Data Analysis and Aggregation

  1. How do you calculate the mean, median, and standard deviation of a numerical column?
    • Answer: You can

use the mean(), median(), and std() methods: python df['NumericColumn'].mean() df['NumericColumn'].median() df['NumericColumn'].std()

  1. Explain the use of the value_counts() method in Pandas.

    • Answer: The value_counts() method is used to count the occurrences of unique values in a column and returns a Series with the counts.
  2. What is the purpose of the describe() method in Pandas?

    • Answer: The describe() method provides descriptive statistics (count, mean, std, min, 25%, 50%, 75%, max) for numerical columns in a DataFrame.
  3. How can you perform element-wise operations on two DataFrames?

    • Answer: You can use arithmetic operators (+, -, *, /) or the add(), sub(), mul(), and div() methods.
  4. Explain the use of the pivot() method in Pandas.

    • Answer: The pivot() method is used to reshape data by pivoting a DataFrame based on specified columns.
  5. What is the purpose of the agg() function in Pandas?

    • Answer: The agg() function is used to perform aggregation using one or more operations on specified columns.
  6. How do you handle datetime data in Pandas?

    • Answer: You can use the pd.to_datetime() function to convert a column to a datetime object, and then use various datetime-related methods.
  7. What is the role of the resample() method in Pandas?

    • Answer: The resample() method is used for frequency conversion and resampling of time series data.
  8. How can you create a new column based on conditions in Pandas?

    • Answer: You can use the np.where() function or the apply() method with a custom function.
  9. Explain the use of the cumsum() and cumprod() methods in Pandas.

    • Answer: The cumsum() method calculates the cumulative sum, and cumprod() calculates the cumulative product for a numerical column.

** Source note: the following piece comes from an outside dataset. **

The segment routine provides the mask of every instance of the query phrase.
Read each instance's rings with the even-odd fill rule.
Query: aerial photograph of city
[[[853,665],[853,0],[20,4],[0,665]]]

Data Visualization with Pandas

  1. How can you create a simple line plot using Pandas?

    • Answer: You can use the plot() method:
      df['NumericColumn'].plot(kind='line')
      
  2. What is the purpose of the hist() method in Pandas?

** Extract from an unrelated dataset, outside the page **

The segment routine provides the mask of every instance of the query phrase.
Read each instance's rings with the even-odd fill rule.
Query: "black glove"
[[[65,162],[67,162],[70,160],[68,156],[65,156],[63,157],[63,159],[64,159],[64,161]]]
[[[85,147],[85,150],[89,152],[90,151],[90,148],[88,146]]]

    • Answer: The hist() method is used to create a histogram of a numerical column.
  3. Explain the use of the boxplot() method in Pandas.

    • Answer: The boxplot() method creates a box and whisker plot for visualizing the distribution of a numerical column.
  4. How can you create a bar chart in Pandas?

    • Answer: You can use the plot() method with kind='bar':
      df['CategoryColumn'].value_counts().plot(kind='bar')
      
  5. What is the purpose of the scatter() method in Pandas?

    • Answer: The scatter() method is used to create a scatter plot between two numerical columns.
  6. How do you set labels and titles in Pandas plots?

    • Answer: You can use the set_xlabel(), set_ylabel(), and set_title() methods:
      plot.set_xlabel('X-axis Label')
      plot.set_ylabel('Y-axis Label')
      plot.set_title('Plot Title')
      
  7. How can you save a Pandas plot to a file?

    • Answer: You can use the savefig() method:
      plot.get_figure().savefig('plot.png')
      
  8. Explain the use of the style attribute in Pandas plots.

    • Answer: The style attribute is used to apply different styles to a plot, such as color, marker style, and line style.
  9. How do you create a heatmap in Pandas?

    • Answer: You can use the heatmap() method or the sns.heatmap() function from the Seaborn library for more advanced heatmaps.
  10. What is the purpose of the subplots() method in Pandas?

    • Answer: The subplots() method is used to create multiple subplots within a single figure.